But these events could inspire OPEC to retaliate, says analyst: File Image/Pixabay
The analytical question of whether or not global crude inventories are healthy if not over saturated was once again answered decisively by traders on Thursday, who took stock of news about U.S. sanctions on Iran being far less severe impact than initially feared and caused U.S. oil prices to drop almost 3 percent.
Heading for its biggest weekly fall since February, West Texas Intermediate plummeted $1.79, or 2.8 percent, to $61.81 per barrel, and Brent fared not much better: it dropped $1.43 per barrel, or 2 percent, to $70.75.
As U.S. president Donald Trump intensified his initiatives against Iran this week by halting waivers allowing eight countries including China and Turkey to do business with the Islamic republic, analysts noted that the roll-back of the waivers did not immediately lead to supply shortages - hardly a revelation in retrospect, but enough to motivate traders.
Mohammad Barkindo, secretary-general, OPEC
There is no need to repeat it: it is impossible to eliminate Iranian oil from the market
Indeed, Mohammad Barkindo, secretary general for the Organization of the Petroleum Exporting Countries (OPEC), told media on Thursday that "There is no need to repeat it: it is impossible to eliminate Iranian oil from the market."
Plus, as if to underscore the reluctance exhibited by major oil producing countries to curb their own production capabilities, Russia's output reportedly fell to 11.23 million barrels per day (bpd) in April from 11.3 million bpd in March - but remained above levels targeted in OPEC's cutback agreement.
It's worth noting that Russian officials such as Kirill Dmitriev, head of RDIF, have signaled that the former Soviet Union wants to raise its output due to improving market conditions.
Trump himself is eager to see more oil on the market in order to reduce prices, and on Thursday it was disclosed that he has, via the rewriting of 2016 provisions, given offshore producers more flexibility by easing Obama-era spill mandates imposed in response to the 2010 Deepwater Horizon disaster.

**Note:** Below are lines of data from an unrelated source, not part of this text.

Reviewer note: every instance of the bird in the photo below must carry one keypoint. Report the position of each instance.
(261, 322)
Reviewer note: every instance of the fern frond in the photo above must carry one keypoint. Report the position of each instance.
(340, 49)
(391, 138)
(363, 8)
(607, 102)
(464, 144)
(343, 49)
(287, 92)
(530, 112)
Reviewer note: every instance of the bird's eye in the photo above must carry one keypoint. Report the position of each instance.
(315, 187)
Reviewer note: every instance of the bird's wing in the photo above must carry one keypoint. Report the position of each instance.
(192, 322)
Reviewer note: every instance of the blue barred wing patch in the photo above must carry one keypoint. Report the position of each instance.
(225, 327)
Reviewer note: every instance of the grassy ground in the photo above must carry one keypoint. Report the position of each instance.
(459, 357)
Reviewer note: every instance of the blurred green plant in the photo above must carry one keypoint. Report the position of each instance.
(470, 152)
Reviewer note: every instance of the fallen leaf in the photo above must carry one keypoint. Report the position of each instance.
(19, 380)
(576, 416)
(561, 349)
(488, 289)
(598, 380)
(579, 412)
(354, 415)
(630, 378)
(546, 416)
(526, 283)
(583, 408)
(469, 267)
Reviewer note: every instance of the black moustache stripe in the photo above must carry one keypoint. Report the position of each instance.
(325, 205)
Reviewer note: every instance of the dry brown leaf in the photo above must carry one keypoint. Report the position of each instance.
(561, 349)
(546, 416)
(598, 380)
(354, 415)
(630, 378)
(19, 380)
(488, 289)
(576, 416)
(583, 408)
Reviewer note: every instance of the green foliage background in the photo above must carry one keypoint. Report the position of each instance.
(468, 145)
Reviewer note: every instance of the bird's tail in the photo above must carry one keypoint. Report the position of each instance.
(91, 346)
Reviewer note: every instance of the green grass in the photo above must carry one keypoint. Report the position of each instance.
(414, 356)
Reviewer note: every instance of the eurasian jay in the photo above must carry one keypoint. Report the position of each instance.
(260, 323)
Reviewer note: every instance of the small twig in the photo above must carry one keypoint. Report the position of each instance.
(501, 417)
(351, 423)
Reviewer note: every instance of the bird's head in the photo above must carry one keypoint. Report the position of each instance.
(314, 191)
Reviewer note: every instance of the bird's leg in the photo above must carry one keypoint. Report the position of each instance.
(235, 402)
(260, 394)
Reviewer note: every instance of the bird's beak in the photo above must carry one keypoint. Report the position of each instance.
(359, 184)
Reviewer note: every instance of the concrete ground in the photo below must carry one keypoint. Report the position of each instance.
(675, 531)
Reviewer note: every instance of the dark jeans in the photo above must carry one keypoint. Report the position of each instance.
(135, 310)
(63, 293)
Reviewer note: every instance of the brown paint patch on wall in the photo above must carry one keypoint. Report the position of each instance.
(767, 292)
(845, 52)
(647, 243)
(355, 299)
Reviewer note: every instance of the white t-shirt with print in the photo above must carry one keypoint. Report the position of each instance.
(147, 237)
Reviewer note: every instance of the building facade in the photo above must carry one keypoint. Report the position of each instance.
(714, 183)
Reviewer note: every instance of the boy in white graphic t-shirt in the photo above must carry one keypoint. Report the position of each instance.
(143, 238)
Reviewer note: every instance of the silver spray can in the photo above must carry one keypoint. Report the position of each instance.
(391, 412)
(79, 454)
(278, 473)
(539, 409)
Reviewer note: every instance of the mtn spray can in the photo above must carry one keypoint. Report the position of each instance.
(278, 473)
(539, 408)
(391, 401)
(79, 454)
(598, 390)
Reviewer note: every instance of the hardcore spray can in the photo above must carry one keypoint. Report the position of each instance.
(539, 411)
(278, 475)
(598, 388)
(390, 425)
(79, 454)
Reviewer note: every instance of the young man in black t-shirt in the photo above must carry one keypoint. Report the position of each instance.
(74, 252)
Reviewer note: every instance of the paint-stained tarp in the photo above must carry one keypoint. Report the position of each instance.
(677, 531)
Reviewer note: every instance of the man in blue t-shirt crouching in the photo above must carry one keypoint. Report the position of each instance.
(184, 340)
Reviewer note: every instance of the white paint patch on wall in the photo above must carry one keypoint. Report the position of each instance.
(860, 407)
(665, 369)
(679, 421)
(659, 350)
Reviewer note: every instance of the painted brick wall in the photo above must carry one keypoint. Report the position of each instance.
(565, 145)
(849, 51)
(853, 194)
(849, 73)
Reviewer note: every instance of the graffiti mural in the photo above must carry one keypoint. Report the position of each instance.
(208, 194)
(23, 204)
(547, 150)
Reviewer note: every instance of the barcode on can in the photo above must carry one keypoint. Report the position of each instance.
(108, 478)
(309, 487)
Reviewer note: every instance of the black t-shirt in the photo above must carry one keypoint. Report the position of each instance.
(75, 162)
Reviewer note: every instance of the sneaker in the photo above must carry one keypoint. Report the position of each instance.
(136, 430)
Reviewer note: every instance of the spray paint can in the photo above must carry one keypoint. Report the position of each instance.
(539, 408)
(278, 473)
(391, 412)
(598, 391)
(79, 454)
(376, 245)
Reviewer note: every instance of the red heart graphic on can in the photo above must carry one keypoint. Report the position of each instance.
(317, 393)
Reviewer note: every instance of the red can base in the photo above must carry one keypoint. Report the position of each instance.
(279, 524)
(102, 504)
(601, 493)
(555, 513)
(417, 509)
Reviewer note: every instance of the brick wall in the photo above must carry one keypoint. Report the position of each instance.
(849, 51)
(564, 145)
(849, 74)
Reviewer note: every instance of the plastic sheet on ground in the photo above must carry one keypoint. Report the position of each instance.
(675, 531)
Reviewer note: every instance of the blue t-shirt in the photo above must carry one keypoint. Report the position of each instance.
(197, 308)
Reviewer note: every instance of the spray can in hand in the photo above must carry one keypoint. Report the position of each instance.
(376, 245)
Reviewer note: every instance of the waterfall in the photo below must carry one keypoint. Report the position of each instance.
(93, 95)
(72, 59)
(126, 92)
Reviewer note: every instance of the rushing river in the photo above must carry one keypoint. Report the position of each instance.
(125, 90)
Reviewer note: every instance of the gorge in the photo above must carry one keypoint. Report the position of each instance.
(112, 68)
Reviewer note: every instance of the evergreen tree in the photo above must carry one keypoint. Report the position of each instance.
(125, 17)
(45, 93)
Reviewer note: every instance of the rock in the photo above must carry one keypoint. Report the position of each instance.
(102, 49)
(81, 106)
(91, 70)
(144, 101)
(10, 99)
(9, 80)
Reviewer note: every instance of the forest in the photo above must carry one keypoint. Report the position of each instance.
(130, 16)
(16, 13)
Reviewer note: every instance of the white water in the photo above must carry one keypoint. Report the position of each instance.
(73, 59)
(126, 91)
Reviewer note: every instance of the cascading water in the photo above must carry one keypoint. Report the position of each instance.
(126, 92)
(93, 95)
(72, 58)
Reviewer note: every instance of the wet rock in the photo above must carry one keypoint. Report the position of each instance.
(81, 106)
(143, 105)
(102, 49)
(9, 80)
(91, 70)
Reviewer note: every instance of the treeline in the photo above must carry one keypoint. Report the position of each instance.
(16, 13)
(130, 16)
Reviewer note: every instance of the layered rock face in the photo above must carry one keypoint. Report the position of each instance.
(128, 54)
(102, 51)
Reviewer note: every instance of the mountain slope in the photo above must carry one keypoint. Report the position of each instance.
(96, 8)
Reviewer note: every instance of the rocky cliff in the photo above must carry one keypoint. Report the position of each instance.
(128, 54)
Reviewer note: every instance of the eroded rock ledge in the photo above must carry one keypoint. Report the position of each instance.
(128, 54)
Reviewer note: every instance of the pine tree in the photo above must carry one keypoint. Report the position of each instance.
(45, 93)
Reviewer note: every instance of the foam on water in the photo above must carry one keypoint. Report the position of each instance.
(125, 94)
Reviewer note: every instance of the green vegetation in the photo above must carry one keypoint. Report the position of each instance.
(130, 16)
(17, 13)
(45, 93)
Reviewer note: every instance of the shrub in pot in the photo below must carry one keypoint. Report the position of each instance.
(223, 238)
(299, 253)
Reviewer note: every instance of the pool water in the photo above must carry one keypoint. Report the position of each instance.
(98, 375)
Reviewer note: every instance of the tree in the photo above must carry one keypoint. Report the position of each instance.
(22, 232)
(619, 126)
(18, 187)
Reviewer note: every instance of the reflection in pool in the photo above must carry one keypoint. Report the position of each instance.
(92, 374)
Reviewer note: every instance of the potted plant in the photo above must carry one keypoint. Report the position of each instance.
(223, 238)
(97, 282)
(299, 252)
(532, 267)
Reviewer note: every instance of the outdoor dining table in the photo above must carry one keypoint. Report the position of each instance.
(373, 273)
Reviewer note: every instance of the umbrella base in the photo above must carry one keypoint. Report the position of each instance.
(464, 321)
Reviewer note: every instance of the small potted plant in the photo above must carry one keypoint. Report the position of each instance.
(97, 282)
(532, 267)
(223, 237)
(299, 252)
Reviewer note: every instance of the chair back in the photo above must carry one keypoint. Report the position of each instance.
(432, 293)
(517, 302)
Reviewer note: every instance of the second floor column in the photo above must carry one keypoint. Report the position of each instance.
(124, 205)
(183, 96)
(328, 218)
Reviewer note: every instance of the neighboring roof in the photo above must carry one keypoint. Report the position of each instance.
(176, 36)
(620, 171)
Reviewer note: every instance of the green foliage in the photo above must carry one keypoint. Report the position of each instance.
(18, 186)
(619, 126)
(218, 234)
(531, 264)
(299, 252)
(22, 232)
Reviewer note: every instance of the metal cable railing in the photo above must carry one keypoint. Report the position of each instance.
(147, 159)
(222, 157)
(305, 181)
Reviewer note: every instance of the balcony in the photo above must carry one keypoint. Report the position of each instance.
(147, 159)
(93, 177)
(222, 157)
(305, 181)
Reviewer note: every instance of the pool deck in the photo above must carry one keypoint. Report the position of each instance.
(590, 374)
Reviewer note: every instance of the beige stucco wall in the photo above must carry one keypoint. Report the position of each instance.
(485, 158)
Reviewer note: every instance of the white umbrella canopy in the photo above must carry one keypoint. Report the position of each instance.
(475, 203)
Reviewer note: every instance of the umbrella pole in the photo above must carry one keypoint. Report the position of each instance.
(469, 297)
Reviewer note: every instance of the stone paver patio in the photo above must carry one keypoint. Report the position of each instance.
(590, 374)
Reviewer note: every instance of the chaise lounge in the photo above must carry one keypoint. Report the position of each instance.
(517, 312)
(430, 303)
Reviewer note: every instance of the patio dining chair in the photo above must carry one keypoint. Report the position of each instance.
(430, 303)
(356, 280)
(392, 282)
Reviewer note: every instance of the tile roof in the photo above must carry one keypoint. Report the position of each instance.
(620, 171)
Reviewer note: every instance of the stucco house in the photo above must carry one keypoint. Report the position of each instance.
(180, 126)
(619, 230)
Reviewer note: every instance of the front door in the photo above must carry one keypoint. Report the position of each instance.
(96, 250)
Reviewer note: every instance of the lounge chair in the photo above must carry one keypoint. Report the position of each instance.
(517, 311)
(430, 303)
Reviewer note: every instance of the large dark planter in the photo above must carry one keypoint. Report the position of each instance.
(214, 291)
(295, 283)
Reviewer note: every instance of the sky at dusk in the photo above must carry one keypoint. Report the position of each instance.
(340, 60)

The market on Thursday was also influenced towards the bearish side by Genscape forecasting that storage at the Cushing, Oklahoma hub had increased 1.95 million barrels between April 26 and 30, which comes on the heels of earlier news that U.S. stockpiles last week rose by 9.9 million barrels to 470.6 million barrels, as production hit a record high of 12.3 million bpd.
With the spring refinery maintenance season approaching, worries could intensify over rising supply and softening demand.
However, Tamas Varga, analyst at PVM Oil Associates, pointed out that the seemingly unstoppable rise of American producers could coax OPEC into action: "OPEC is like a tea bag; it works best in hot water...the U.S. oil market might just be providing the producer group with the perfect excuse to extend the production agreement for at least another six months."